Mr Mene said Phase I protocols of the Agreement, which aim to significantly reduce tariffs and non-tariff barriers to goods and advance the liberalisation of trade in services, have largely been completed.
Consequently, trading is currently possible for 88,3 percent of tradable goods – nearly 5000 products – as these have agreed rules of origin in place.
“This means that we have now defined for each of them what constitutes the minimum African content for a product to be traded among countries of the continent on the basis of preferences.
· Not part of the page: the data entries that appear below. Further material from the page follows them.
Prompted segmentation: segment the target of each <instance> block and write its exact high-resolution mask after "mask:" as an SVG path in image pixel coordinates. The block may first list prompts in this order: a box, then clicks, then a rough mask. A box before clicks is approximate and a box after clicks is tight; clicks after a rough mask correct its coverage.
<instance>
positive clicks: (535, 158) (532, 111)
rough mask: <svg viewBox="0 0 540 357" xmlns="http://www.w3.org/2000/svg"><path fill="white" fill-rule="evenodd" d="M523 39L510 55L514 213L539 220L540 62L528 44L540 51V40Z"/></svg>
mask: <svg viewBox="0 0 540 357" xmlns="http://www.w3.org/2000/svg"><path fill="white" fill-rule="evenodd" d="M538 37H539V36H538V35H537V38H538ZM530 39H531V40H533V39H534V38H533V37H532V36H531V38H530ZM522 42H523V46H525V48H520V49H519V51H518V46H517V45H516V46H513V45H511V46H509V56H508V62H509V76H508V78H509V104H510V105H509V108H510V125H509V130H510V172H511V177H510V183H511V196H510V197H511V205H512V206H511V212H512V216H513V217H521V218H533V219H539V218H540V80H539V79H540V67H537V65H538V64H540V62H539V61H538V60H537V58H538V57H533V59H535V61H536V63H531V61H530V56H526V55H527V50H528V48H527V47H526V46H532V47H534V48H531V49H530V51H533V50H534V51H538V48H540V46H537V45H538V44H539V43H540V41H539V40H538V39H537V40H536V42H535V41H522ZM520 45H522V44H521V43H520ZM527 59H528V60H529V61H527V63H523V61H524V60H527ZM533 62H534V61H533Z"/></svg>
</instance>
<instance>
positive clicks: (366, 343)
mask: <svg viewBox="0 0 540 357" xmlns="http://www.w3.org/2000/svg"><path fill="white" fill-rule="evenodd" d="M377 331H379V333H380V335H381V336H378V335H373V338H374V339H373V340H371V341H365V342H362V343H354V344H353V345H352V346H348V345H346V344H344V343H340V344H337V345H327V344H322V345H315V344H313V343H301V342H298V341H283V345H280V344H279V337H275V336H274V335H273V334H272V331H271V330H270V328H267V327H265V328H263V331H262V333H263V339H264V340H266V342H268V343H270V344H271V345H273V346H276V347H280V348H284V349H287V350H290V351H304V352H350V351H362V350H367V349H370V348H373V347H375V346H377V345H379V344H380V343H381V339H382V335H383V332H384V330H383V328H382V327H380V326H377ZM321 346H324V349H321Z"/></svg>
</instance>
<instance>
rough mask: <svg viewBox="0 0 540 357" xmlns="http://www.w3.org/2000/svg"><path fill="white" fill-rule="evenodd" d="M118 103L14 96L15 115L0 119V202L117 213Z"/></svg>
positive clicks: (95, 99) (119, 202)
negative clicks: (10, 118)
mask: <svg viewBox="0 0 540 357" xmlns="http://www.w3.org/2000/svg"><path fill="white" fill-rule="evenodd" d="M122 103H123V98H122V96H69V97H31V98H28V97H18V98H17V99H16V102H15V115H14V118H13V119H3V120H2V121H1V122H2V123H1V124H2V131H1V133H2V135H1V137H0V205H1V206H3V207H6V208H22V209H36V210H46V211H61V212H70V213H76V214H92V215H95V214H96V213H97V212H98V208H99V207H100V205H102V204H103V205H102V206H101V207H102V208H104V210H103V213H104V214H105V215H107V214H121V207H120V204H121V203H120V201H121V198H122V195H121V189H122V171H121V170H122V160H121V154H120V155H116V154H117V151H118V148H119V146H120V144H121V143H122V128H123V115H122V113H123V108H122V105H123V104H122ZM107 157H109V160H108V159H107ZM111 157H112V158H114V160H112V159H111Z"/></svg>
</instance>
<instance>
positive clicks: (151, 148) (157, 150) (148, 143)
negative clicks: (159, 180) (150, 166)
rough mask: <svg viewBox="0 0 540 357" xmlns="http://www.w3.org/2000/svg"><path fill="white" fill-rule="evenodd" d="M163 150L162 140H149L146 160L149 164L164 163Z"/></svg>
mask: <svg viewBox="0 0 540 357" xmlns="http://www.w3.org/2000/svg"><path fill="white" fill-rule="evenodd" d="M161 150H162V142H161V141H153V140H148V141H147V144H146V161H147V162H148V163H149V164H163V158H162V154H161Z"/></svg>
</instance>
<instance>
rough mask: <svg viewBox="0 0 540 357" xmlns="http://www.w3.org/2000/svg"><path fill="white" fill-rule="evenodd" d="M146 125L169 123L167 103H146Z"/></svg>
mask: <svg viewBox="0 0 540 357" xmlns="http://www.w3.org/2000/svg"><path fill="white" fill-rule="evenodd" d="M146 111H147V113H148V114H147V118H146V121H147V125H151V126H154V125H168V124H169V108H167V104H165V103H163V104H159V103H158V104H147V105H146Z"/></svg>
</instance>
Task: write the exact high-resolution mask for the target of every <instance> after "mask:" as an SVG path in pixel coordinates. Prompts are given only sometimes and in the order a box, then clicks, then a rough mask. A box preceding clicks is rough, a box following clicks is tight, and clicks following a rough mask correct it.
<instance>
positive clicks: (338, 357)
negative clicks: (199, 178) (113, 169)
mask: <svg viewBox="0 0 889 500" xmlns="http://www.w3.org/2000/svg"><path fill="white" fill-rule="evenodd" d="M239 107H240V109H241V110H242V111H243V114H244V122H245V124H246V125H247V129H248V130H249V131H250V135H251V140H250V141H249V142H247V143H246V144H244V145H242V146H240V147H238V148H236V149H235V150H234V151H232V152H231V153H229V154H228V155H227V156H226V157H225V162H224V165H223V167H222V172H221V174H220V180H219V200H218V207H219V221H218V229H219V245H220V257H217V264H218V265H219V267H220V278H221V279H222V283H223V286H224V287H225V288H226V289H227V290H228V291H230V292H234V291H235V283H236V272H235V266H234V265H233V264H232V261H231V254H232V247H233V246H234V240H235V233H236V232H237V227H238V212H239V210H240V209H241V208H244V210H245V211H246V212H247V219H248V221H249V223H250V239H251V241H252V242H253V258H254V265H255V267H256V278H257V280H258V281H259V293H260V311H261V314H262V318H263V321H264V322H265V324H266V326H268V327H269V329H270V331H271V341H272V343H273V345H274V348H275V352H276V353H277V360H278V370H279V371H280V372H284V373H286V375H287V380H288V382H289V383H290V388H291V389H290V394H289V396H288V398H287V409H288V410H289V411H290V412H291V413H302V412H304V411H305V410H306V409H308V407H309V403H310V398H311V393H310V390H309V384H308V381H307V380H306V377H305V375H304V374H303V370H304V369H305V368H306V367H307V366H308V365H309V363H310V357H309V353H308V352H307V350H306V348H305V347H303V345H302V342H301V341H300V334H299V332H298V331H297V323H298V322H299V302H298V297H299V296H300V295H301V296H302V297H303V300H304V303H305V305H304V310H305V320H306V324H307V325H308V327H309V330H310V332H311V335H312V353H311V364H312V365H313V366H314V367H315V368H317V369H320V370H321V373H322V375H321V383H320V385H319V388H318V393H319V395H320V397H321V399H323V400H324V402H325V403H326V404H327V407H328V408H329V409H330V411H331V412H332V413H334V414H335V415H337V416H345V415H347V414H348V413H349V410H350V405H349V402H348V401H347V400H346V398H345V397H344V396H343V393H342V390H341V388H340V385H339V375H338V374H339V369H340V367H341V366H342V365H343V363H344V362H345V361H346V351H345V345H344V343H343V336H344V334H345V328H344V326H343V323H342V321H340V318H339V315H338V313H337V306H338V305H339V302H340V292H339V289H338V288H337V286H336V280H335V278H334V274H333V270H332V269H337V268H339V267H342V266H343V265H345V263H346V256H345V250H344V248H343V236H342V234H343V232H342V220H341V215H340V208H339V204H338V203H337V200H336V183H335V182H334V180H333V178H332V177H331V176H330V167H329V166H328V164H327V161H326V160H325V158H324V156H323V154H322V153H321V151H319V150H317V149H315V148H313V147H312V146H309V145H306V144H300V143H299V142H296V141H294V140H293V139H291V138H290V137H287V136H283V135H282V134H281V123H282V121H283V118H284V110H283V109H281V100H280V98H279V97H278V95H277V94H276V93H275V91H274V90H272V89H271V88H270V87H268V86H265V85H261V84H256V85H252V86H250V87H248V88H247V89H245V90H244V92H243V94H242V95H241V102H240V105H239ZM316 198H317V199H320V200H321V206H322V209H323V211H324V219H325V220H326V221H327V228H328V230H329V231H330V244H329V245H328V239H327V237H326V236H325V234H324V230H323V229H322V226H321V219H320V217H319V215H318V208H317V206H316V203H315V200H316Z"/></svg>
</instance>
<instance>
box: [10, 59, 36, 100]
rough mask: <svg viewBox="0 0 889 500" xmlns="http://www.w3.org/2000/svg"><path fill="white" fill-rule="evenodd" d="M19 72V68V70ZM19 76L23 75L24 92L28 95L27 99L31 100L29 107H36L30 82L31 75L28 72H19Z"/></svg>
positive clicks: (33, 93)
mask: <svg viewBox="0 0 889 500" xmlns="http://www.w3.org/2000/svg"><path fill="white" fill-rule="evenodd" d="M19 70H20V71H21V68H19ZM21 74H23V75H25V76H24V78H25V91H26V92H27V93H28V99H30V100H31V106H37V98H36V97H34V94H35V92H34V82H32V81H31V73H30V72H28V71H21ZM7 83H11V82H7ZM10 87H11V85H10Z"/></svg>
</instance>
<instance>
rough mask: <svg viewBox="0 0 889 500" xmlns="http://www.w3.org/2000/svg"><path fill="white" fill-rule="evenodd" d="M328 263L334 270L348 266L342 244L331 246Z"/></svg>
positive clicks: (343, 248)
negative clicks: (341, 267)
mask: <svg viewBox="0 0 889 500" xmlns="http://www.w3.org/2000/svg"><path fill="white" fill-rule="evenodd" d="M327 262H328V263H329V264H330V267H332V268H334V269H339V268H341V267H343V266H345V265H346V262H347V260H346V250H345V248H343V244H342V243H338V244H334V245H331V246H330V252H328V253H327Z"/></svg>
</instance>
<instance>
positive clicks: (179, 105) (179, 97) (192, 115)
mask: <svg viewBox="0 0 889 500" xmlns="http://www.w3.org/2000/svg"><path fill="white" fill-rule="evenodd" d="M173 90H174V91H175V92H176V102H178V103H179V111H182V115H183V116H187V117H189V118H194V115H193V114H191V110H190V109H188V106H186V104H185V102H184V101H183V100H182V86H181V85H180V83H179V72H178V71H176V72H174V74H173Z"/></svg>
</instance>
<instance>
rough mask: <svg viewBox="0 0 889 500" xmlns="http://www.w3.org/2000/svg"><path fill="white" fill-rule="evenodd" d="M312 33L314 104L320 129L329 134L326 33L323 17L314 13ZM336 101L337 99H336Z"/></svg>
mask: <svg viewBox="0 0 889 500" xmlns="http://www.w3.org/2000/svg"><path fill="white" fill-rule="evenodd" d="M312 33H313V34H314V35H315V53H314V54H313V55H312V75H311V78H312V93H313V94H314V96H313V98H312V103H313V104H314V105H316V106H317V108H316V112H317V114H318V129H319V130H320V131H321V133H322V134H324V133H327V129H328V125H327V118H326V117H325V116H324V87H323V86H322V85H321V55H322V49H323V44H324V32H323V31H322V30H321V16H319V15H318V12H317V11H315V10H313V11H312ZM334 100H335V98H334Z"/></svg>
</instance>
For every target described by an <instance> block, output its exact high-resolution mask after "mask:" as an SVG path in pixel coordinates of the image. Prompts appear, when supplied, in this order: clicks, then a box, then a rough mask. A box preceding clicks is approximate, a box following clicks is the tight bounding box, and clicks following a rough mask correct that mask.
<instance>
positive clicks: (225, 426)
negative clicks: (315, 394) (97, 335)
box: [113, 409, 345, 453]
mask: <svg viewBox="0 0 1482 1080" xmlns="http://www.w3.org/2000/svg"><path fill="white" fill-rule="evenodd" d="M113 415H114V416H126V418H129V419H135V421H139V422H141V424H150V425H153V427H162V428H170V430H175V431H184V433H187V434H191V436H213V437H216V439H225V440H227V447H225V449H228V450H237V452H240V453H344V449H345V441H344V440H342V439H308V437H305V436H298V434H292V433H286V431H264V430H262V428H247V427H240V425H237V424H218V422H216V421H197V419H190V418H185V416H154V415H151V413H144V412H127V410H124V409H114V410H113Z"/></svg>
Such a high threshold of consensus guarantees that the vast majority of products can be traded,” he said.
Negotiations are ongoing on the rules for more sensitive products such as clothing and textiles, automotive and sugar, which we expect to be finalised this year in order to achieve 100 percent of rules of origin coverage.
Furthermore, 46 Member States have submitted their tariff offers, that cover these goods with rules of origin in place, while 52 have so far submitted their specific commitments with respect to the protocol on trade in services.
Addressing the business forum, Zimbabwe’s Ambassador to Ghana Mr Kufa Edward Chinoza said Zimbabwe and Ghana had both signed and ratified the AfCFTA Agreement, which was a panacea to resolve some of the challenges faced when trading within the African continent.
“Despite good political relations between the two countries, trade volumes remain relatively very low. It is my fervent hope that with initiatives such as the AfCFTA Trade agreement and business linkages through forums such as this, we will see a change in the current trajectory,” he said.